In that case, Polynomial Regression comes into the picture. It is developed to deal with non-linear data by finding a coefficient(s) to draw a curvy line to cover all of the data points on a graph. Let’s see where we can use it and how it works.
Use Cases
The use cases would not be any different than linear regression as it is entirely dependent on types of data and not on the specific use case.
Examples
• Predicting the temperature of a day
• Predicting the number of products to be sold
• Predicting the expenses
• Predicting a growth rate
• Predicting the price of a house
Intuition
Example > Predicting The Temperature of a Day
Consider that we want to predict the temperature of a day by the distance of the place from the sea. As per this data, we assume that as you go far from the sea warmer it gets.
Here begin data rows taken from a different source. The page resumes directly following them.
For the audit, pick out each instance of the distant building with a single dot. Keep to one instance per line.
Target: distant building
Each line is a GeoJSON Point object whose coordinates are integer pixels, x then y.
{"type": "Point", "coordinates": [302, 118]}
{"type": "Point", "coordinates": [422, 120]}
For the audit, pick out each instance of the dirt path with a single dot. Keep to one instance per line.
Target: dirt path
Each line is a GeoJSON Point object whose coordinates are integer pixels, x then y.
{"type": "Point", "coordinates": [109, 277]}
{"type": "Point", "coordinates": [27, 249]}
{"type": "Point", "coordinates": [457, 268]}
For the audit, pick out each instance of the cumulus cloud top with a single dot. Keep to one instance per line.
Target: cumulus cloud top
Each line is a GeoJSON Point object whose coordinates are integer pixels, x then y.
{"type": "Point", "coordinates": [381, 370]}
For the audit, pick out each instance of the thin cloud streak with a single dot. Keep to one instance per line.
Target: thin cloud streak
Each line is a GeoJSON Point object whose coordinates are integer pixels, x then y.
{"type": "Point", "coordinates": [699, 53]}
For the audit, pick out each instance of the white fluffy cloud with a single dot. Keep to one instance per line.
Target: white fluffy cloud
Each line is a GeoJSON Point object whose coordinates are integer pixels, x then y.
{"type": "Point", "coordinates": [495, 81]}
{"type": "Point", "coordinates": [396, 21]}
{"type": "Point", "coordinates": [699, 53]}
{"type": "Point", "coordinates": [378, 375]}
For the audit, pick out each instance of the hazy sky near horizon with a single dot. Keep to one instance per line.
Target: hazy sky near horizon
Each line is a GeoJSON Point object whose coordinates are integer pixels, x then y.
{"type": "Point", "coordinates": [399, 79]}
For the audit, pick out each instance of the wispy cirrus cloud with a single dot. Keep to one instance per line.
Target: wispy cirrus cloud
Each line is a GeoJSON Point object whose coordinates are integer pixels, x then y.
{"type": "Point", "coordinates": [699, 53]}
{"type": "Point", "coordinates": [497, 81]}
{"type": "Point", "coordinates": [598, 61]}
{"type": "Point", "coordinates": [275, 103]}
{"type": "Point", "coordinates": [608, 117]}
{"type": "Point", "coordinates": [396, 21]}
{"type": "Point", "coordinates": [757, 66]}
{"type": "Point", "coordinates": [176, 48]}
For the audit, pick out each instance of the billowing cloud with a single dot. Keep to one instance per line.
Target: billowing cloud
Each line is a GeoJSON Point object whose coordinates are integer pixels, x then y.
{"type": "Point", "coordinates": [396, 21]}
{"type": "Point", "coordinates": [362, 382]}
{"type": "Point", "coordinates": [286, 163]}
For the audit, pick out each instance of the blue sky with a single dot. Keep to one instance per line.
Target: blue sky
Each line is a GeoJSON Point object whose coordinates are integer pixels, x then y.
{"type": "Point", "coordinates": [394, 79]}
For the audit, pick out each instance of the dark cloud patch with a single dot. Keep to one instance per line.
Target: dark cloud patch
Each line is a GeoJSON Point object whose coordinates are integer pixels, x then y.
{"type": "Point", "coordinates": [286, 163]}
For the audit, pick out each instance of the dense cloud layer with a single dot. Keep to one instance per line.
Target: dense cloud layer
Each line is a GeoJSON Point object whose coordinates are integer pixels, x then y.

This is not the only factor affects the temperature, there are other factors like latitude, altitude, humidity, cloud cover, etc., also affects but for understanding this concept we are taking this example with one factor only.
Let’s look at the math behind Polynomial Regression before understanding the temperature prediction with Polynomial regression.
Math Behind
In polynomial regression, to form a curvy line we need to apply certain exponent to our existing data and that exponent is called a degree. The degree will be our model parameter in the form of an integer value while implementing Polynomial Regression with a programming language like Python. So, if we apply a degree of n where n is an integer number then our equation would be like:
$$ y=m_{1} x+m_{2} x^{2}+m_{3} x^{3}+\ldots+m_{d} x^{d} + b $$
Here, y = dependent variable that we want to predict (temperature),
b = bias term/intercept (model parameter)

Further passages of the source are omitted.